Wolfgang Schorlau nimmt in „Die schützende Hand“ nur einen kleinen Ausschnitt des komplexen Sachverhalts genauer unter die Lupe, und schon das führt zu einer großen Materialfülle, die untergebracht sein wollte. Dass dabei die Ausarbeitung von Figuren und Handlung hie und da dünn (sogar schräg) gerät, entschuldigt, wer – wie ich – froh ist, mit Denglers Hilfe wenigstens diesen Teil der NSU-Verbrechensgeschichte besser einordnen zu können.

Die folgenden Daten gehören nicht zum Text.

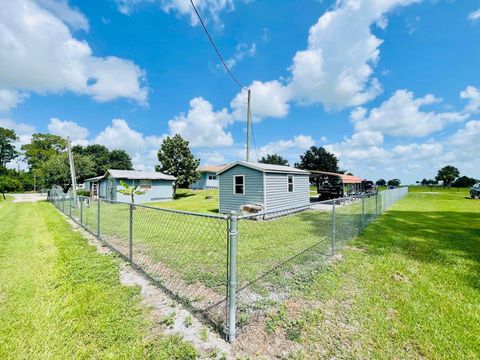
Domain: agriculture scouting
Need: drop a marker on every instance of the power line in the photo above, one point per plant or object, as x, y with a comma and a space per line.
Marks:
215, 47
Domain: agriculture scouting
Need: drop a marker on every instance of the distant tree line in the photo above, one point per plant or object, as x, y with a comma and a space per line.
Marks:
47, 160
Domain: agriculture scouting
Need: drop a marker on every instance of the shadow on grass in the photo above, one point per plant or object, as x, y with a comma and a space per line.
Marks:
451, 239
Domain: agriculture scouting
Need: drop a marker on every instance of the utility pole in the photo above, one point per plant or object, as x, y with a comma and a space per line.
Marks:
248, 124
72, 171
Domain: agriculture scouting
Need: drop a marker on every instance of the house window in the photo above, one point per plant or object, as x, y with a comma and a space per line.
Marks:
290, 183
239, 184
145, 184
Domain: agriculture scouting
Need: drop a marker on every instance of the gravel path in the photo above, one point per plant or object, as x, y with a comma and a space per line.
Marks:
30, 197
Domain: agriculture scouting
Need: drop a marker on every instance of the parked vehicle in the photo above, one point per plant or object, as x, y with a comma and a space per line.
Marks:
475, 191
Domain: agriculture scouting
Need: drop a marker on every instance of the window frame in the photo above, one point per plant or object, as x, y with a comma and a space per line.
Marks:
288, 183
235, 184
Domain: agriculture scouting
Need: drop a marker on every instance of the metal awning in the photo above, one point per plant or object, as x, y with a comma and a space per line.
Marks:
346, 179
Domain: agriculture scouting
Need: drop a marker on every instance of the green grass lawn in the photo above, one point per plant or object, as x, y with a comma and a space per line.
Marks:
60, 299
203, 201
188, 253
409, 287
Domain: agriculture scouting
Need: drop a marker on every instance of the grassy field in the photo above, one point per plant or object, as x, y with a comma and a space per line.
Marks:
202, 201
409, 287
188, 253
60, 299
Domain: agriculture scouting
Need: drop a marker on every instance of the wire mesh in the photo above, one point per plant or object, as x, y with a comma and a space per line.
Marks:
187, 254
275, 251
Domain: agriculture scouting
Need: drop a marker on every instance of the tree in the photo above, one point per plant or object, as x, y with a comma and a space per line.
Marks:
120, 160
7, 147
105, 159
8, 183
274, 159
176, 159
130, 190
56, 170
42, 148
447, 174
394, 182
464, 181
317, 158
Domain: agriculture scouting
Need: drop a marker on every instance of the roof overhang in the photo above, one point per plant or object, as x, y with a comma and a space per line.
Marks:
346, 179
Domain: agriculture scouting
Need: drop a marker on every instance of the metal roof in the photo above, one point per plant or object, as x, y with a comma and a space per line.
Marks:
139, 175
94, 179
266, 168
134, 175
346, 179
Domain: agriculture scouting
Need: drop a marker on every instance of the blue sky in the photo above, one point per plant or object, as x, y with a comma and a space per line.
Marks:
392, 87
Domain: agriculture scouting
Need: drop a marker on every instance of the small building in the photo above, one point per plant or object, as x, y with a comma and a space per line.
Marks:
156, 186
334, 185
267, 187
208, 177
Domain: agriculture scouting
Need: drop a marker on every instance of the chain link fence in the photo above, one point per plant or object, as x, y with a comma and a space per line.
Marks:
227, 269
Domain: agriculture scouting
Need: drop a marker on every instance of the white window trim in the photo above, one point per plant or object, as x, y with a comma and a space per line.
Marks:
293, 183
234, 184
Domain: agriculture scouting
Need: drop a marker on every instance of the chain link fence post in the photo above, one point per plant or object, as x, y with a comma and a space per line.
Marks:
98, 218
334, 228
130, 241
363, 212
232, 276
81, 212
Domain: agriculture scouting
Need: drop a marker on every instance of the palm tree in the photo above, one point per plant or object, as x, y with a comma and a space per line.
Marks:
130, 190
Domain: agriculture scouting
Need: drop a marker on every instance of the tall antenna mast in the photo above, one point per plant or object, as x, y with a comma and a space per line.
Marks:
248, 125
72, 170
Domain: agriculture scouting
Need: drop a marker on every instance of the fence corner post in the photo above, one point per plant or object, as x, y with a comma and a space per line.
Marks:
130, 242
232, 277
81, 211
363, 212
334, 228
98, 218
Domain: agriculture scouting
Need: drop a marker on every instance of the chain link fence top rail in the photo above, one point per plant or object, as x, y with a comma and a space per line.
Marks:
191, 257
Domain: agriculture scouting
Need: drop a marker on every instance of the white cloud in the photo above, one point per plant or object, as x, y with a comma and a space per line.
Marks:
269, 99
120, 136
143, 149
337, 67
39, 54
10, 99
64, 12
465, 146
77, 133
210, 9
472, 94
212, 158
474, 15
400, 115
299, 142
202, 126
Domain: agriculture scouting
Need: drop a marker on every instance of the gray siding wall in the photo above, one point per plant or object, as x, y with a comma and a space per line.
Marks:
253, 189
279, 198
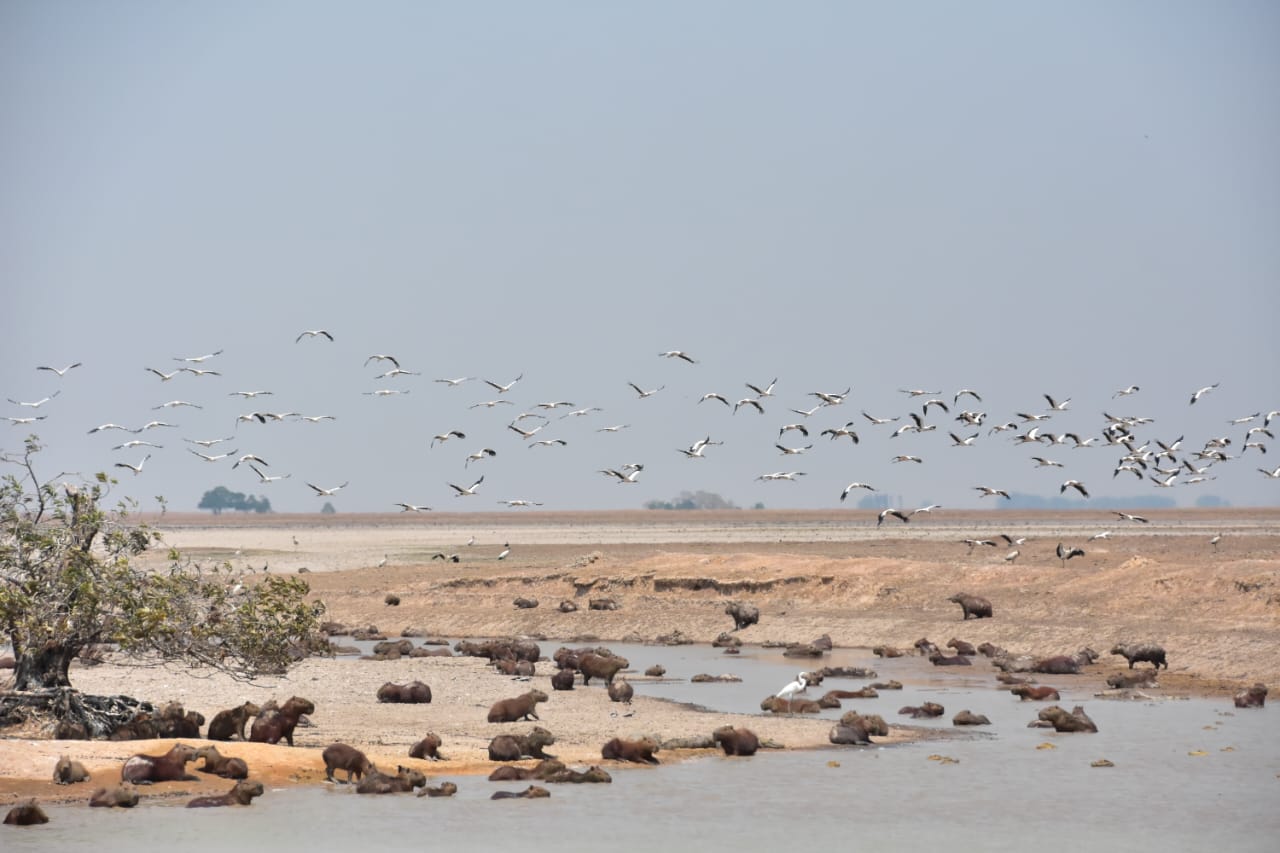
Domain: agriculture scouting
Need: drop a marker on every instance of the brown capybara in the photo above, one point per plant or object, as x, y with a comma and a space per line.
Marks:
516, 747
1142, 652
229, 724
411, 693
1255, 697
744, 615
443, 789
1063, 721
545, 767
973, 606
277, 724
597, 666
172, 766
220, 765
114, 797
68, 772
428, 748
28, 813
620, 690
406, 779
341, 756
242, 793
533, 792
736, 742
970, 719
516, 708
635, 751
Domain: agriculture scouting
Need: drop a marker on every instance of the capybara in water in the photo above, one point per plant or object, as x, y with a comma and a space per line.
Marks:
970, 719
411, 693
406, 779
114, 797
1147, 652
1063, 721
67, 771
937, 658
172, 766
220, 765
598, 666
545, 767
736, 742
443, 789
277, 724
744, 615
229, 724
533, 792
620, 690
636, 751
428, 747
1255, 697
28, 813
241, 794
974, 606
516, 708
341, 756
516, 747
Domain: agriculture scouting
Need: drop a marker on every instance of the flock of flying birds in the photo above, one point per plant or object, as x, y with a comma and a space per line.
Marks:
1162, 463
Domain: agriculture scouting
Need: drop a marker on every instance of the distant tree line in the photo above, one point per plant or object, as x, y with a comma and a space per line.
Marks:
693, 501
223, 498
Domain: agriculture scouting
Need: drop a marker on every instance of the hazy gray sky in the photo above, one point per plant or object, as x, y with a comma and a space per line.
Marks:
1019, 199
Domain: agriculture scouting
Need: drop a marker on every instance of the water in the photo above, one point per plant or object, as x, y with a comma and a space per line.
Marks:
1004, 794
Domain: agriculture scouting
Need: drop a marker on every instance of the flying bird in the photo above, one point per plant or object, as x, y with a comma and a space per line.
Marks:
311, 333
62, 372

Mehr als nur eine gute Geschichte
Dass Schorlau seinen LeserInnen viel abverlangt (auch Vertrauen), war ihm bewusst. Aber es gehe eben, schreibt er im Nachwort, „um mehr als eine gute Geschichte, es geht um die Suche nach Wahrheit“. Durch die Vernebelungstaktik der Sicherheitsbehörden sind Wahrheiten allerdings rar, was der Spekulation viel Raum verschafft und leicht den Vorwurf provoziert, es handle sich um eine Verschwörungstheorie. Da nützt es eigentlich wenig, wenn Schorlau diese Kritik vorwegnimmt, indem er einen aufrechten BKA-Mann sagen lässt: „(…) wenn in einer validen Theorie eine Verschwörung auftaucht, sollte man in Betracht ziehen, dass es sie auch gibt“. Die haarsträubende Entstehungsgeschichte des Bundesnachrichtendiensts und die (inzwischen aufgelösten?) paramilitärischen Stay-Behind-Organisationen der Nato sind allerdings Fakt; und Schorlaus Thesen zum Tod von Mundlos und Böhnhardt – auch zur großen Frage nach dem Warum – sind so plausibel, dass vor den Augen der LeserInnen die Selbstmordthese mit einem großen Wumms zusammenkracht.
Brigitte Matern
Wolfgang Schorlau „Die schützende Hand“, KIWI-Paperback, Köln 2015, 14,99 Euro.
Am 10. 12. ist Schorlau im Rahmen der SWR-Reihe „Autor im Gespräch“ um 20 Uhr im Singener Rathaus zu Gast. Auf Einladung der VHS kommt er am 6. April 2016 zu einer Lesung nach Konstanz.